Another friend married a woman he despised. This despite the fact that he had met another woman who he considered brilliant and beautiful. She wanted to marry him. But for some unknown reason, he turned her down and married the first woman instead.

More recently, a very close friend of mine – the subject of the story I sent you, Sailing the River Jordan, had to choose between two men, married one, but still dreams about the other. I think she got herself pregnant to make sure she couldn’t go back.

For many people love is a compromise, not the romantic tale we get overplayed in popular movies. People let go of their dreams for more practical realities. Some get married to cure their loneliness. Others for security. Some for other reasons I can’t fathom, but all give up something important to them in the process.

Love scares the hell out of me. For me, it’s not a bonding, but a promise of a future separation, less a promise for a life time, then one of abandonment and pain.

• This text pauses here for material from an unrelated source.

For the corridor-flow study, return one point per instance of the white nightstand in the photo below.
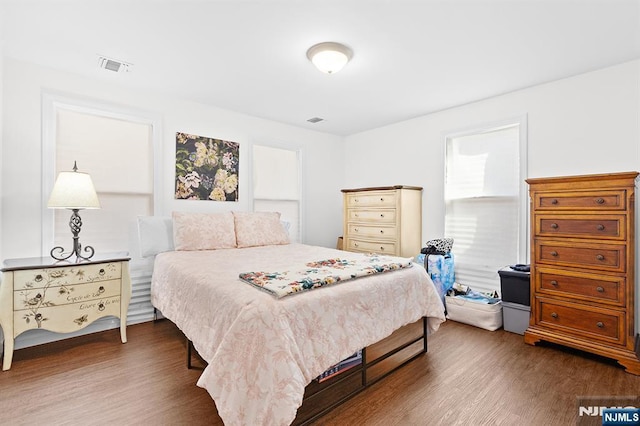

When I was still an infant, my father left. Back then it was a crime not to have a father. I went to school humiliated by the lack of one. I could no explain why he had gone away. I’m sure it contributed to my mother’s madness. She vanished, too, into a mental institution to which I got dragged every Saturday to see her. I must have been unworthy of love if everybody close to me kept leaving. My grandfather died suddenly. I married poorly, and my wife left, too.

Maybe that’s why I was so cautious in college, but still wound up with a broken heart, first you, then later Suzanne. Michael hated her, calling her an intellectual groupie, but I loved her just the same. Just as I loved and still love you.

I remember the first time we met in that silly speed-reading class in the campus library and the walk back up to your dorm, you reading one of my poems about loneliness. You were the girl from middle class Connecticut, I was the boy from the ghetto streets of Paterson, a union never meant to be. I knew even then I didn’t deserve you. Maybe that’s why I let you slip away. I value our continued connection, our letters, your reading of my newspaper, our sharing of stories.

The man you married had a treasure in you he doesn’t yet fully appreciate, but over time I’m sure he will.

Keep well, and please pass along your new address now that you are moving out to west Jersey.